Menilik Nasib Korban KBGO di Hadapan Institusi Pendidikan

Permendikbudristek Nomor 46 Tahun 2023 memang cukup progresif. Namun, menangani KBGO di sekolah tak berhenti di sana.

Avatar
  • July 30, 2024
  • 6 min read
  • 795 Views
Menilik Nasib Korban KBGO di Hadapan Institusi Pendidikan

*Peringatan Pemicu: Gambaran kekerasan berbasis gender online (KBGO). 

Sudah delapan tahun berlalu, tapi Jess, 23 masih mengingat jelas suasana sekolah waktu ia duduk di bangku kelas 10. Saat itu, teman-temannya tersenyum mencurigakan dan berbisik-bisik setelah melihatnya masuk ke ruang kelas. Salah satu teman Jess memberi tahu, video intim Jess tersebar. 

 

 

“Teman gue ini ngasih tahu, ‘mereka pada ngeliat video lu’. Terus gue kayak, ‘video apa ya?’ terus dia bilang ‘video lu berhubungan seks,’” kata Jess mengulang dialognya delapan tahun lalu, ketika ditemui Magdalene di SDC, Gading Serpong, (2/7). 

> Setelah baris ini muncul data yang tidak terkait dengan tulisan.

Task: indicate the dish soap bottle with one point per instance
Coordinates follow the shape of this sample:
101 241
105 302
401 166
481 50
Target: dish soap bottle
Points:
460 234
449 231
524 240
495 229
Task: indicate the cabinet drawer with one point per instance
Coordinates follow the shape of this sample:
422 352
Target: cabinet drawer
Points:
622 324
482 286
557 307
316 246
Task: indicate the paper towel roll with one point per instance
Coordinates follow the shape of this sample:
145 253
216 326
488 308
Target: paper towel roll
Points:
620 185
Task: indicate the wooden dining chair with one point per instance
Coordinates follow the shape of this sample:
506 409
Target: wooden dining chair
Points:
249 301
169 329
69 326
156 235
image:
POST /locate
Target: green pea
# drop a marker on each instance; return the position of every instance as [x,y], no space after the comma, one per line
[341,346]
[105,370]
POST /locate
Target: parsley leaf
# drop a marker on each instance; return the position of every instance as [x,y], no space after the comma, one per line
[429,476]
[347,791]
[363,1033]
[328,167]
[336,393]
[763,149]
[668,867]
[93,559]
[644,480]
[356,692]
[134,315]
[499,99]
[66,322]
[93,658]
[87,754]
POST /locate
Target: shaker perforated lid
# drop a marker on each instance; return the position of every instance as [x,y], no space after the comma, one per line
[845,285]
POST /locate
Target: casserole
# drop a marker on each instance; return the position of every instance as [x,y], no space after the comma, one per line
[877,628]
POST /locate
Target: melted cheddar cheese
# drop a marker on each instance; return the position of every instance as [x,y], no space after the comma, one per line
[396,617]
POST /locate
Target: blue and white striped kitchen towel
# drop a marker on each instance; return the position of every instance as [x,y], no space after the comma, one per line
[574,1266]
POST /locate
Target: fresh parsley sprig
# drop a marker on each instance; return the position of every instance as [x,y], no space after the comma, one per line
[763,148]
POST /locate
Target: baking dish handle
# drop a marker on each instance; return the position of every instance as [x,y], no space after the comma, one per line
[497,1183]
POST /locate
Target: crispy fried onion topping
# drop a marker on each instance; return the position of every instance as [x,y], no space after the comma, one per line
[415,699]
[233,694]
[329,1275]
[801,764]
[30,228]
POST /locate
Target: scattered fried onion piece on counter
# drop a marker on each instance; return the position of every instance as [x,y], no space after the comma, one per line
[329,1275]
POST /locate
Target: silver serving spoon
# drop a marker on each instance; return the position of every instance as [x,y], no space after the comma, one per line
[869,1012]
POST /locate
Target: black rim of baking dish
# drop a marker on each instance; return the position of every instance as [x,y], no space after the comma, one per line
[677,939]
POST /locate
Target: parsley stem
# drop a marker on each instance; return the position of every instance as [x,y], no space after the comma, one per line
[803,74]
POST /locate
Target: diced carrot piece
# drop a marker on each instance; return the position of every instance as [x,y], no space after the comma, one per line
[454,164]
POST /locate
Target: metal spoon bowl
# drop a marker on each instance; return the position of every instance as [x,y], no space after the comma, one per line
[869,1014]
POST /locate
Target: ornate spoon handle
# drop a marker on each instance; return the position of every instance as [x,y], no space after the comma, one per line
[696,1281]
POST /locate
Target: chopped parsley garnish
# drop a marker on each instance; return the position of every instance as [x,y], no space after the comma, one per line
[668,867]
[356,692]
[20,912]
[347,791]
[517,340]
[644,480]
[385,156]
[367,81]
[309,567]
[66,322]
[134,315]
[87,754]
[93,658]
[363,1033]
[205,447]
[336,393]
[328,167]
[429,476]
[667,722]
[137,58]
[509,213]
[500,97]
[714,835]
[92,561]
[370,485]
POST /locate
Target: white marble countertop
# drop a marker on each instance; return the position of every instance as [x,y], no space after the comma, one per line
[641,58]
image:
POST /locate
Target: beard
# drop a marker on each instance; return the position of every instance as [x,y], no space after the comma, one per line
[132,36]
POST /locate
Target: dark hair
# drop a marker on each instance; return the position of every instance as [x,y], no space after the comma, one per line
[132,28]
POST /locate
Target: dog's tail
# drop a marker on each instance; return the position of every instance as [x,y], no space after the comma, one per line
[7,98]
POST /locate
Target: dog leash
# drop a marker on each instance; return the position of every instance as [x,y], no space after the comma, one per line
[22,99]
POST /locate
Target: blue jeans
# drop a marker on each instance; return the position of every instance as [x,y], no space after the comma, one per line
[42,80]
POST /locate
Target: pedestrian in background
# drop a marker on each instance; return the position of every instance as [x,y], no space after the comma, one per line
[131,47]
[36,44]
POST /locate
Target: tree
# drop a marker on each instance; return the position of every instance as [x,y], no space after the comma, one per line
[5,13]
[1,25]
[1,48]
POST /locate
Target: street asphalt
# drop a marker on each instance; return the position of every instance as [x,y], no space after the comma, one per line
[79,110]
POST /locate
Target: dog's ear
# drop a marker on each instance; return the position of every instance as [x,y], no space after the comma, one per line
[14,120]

Jess tidak langsung mengerti maksud temannya. Setelah berupaya mengingat, Jess pun sadar, satu minggu lalu dia melakukan hubungan intim dan Jess sudah menolak ketika ditanya persetujuan untuk direkam. Meskipun begitu, hubungan intim tersebut tetap direkam diam-diam tanpa sepengetahuan Jess. 

“Setelah gue tahu dari temen gue ini, gue kontak lah cowok yang videoin gue. Dia enggak bales,” kisahnya.  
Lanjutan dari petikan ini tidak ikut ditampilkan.